Pourquoi cela n’a pas abouti sous votre magistère ?
Parce que cela prend du temps. Et le temps que cela a pris a fait qu’au moment où je partais, ce n’était pas encore finalisé. Mais vous devez vous rappeler qu’avant de partir, j’ai fait le premier acte, la première Assemblée générale de la société des artistes qui est la patronne de la société actuelle. J’ai fait cela avant de partir. On n’est pas fait pour faire tout et avoir tout.

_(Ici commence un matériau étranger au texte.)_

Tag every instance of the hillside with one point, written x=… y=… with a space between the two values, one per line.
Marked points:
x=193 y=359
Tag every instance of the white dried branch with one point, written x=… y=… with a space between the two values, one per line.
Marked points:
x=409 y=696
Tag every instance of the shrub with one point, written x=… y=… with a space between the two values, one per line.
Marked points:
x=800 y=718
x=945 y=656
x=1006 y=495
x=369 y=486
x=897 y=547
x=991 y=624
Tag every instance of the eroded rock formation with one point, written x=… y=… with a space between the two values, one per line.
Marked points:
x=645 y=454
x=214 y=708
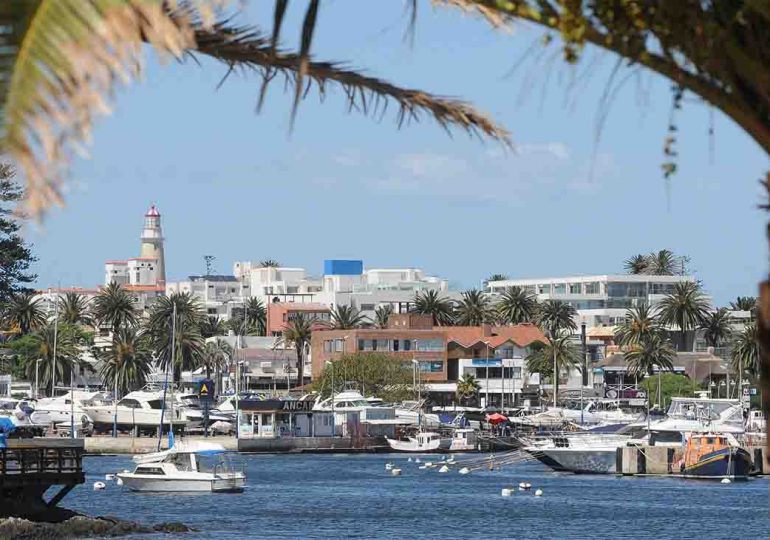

Allez-vous battre campagne ?
Je vais battre campagne, mais avec mes propres moyens, avec mon énergie et avec mes amis.
Vous restez à Dakar ?
Je ne reste pas à Dakar. Je bouge. De par mon père, je suis de Tivaouane. Donc, j’irai à Tivaouane. De par ma mère, je suis de Touba, de Mbourane au-dessus de Kébémer. J’irais là-bas. Par ma mère, je suis aussi de Sagatta. J’irai voir les gens qui me connaissent en tant qu’individu. Et j’irai voir aussi mes amis pour les accompagner dans les circonscriptions parce qu’il faut le oui massif au Sénégal. La démocratie a mûri au Sénégal. Elle n’est plus la même que du temps de Senghor en 1963 ou en 1970, pour qu’on fasse des scores de 99%, de 95%. La démocratie est plus proche de la démocratie européenne. Pour ma part, je dirai que le Président aura réussi même si on gagne à 50,01. Ça c’est la démocratie mûre, la démocratie où les sujets sont débattus, discutés, où les systèmes sont transparents et où on ne peut pas débattre de la validité des résultats. On ne triche plus aux élections au Sénégal. C’est une avancée et on sait que les résultats qui sortiront des urnes sont ceux que les citoyens y auront mis. Et cela, c’est important aux yeux des Sénégalais. Il ne faut pas s’attendre à un raz-de-marée. Gagner, gagner bien, mais il ne faut pas non plus mettre des objectifs irréalisables compte tenu de la maturité du pays.